Winnipeg water and sewer rate hike clears first hurdle
Garbage and recycling fees also on the rise
A proposal to raise water-and-sewer rates in Winnipeg by $18.67 a month to keep pace with the growing cost of sewage-treatment upgrades cleared its first hurdle at city hall on Monday.
City council's water, waste and environment committee voted 3-1 to hike water-and-sewer rates for the final nine months of 2025, but hold off on making even larger hikes in 2026 and 2027 to allow city staff to find other means of funding the city's share of the next phase of its $3-billion wastewater upgrade.
Coun. Sherri Rollins (Fort Rouge-East Fort Garry) voted against the hike, on the basis the city made its rate-hike recommendations after council approved the city's budget for the year.
The rate hike, which still faces approval from executive policy committee and city council, would increase the average residential water and sewer bill in Winnipeg from $1,308 a year to to $1,476 for 2025.
Winnipeg's water and waste department recommended council increase this year's tab to $1,532 and then raise rates to result in annual bills of $1,968 in 2026 and $2,308 in 2027.
Water, waste and environment committee chair Coun. Ross Eadie (Mynarksi) said last week these hikes are too much for homeowners to bear.
Water and sewer rates have been rising for decades to help the city pay for its wastewater-treatment upgrades.
The province ordered the upgrades in 2003 to reduce the flow of phosphorus and nitrogen from Winnipeg sewage treatment plants and combined sewers into the city's rivers — and eventually into Lake Winnipeg, where high concentrations of phosphorus, in particular, spawn algae blooms.
The city has already upgraded the city's two smaller sewage-treatment plants, the West End and South End water pollution control centres.
It is now in the midst of upgrading its largest sewage-treatment plant, the North End Water Pollution Control Centre.

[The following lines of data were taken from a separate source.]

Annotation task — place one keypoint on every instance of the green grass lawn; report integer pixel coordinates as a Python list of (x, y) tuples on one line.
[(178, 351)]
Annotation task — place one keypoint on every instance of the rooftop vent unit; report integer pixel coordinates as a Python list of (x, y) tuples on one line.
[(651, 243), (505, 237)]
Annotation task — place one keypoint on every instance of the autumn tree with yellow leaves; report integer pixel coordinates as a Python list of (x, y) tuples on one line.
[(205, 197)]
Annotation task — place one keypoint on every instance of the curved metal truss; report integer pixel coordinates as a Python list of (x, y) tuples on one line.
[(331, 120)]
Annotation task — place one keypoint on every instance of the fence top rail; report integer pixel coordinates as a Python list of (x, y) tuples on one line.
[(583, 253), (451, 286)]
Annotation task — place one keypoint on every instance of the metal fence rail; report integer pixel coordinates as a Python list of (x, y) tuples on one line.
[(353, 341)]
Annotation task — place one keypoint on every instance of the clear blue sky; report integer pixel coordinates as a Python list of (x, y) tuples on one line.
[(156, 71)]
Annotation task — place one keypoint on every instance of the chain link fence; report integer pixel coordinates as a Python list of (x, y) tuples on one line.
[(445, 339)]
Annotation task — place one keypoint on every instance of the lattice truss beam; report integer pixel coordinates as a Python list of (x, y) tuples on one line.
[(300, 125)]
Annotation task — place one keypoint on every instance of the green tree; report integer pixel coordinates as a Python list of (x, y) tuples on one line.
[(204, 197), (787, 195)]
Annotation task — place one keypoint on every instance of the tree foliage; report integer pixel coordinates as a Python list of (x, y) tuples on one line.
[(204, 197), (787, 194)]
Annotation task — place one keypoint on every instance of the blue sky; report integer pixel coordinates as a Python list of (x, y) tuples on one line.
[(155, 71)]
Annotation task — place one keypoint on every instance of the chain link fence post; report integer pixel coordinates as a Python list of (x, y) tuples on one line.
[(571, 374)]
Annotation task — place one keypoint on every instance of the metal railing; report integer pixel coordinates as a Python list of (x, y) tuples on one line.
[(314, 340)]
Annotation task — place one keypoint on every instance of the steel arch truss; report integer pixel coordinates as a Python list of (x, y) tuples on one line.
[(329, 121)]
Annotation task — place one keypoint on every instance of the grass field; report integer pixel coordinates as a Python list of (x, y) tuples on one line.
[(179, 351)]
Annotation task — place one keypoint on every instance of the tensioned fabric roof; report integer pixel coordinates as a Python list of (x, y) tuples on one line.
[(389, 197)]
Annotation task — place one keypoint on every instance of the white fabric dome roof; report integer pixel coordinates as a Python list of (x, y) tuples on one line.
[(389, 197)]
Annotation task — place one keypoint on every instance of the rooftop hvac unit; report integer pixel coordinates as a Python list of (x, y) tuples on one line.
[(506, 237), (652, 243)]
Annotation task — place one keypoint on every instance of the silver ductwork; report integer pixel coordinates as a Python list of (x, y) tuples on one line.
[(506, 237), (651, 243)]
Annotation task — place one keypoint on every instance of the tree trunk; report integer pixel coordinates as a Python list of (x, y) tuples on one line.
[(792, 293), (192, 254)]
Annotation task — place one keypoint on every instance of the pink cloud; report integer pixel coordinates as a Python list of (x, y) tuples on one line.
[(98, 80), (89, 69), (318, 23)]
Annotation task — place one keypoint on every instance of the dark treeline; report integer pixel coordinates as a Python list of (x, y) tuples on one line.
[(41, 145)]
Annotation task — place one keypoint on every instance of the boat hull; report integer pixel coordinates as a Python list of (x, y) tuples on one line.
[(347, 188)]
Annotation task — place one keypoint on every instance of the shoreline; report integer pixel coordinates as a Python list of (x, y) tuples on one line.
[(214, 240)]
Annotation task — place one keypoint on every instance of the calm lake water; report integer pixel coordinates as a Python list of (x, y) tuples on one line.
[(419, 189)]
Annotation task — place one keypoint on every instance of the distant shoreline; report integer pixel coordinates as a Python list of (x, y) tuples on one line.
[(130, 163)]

Work is nearly complete on the first phase of the project, which involves new headworks at the plant. The city will next build a new facility to treat biosolids, which is partly treated black sludge from all three sewage treatment plants.
The final phase of the project is a facility that will remove phosphorus and nitrogen from the effluent discharged from the plant into the Red River.

This work will not eliminate algae blooms on Lake Winnipeg. When all the phases of the upgrades are complete, Winnipeg's share of the total volume of algae-spawning nutrients that end up in Lake Winnipeg will only be whittled down by a single percentage point, from five per cent to four per cent.
It is also engaged in a multi-decade process of replacing combined sewers — which carry both storm water and sewage — with separate pipes devoted to land drainage and sewage treatment.
In a separate vote, the water, waste and environment committee approved a plan to divert a dividend city hall used to draw on water and sewer revenues to ward the cost of the sewage-treatment upgrades.
Winnipeg used to rely on this dividend to help balance its budget.
The committee also approved a plan to change the way garbage and recycling fees are charged to homeowners. Those fees used to come from a combination of property taxes and water and waste bills.
They will now appear solely on water and waste bills but will be larger: The average residential home will be billed $254 a year or garbage and recycling removal, a nearly three-fold rise from a budget-approved sum of $93 a year.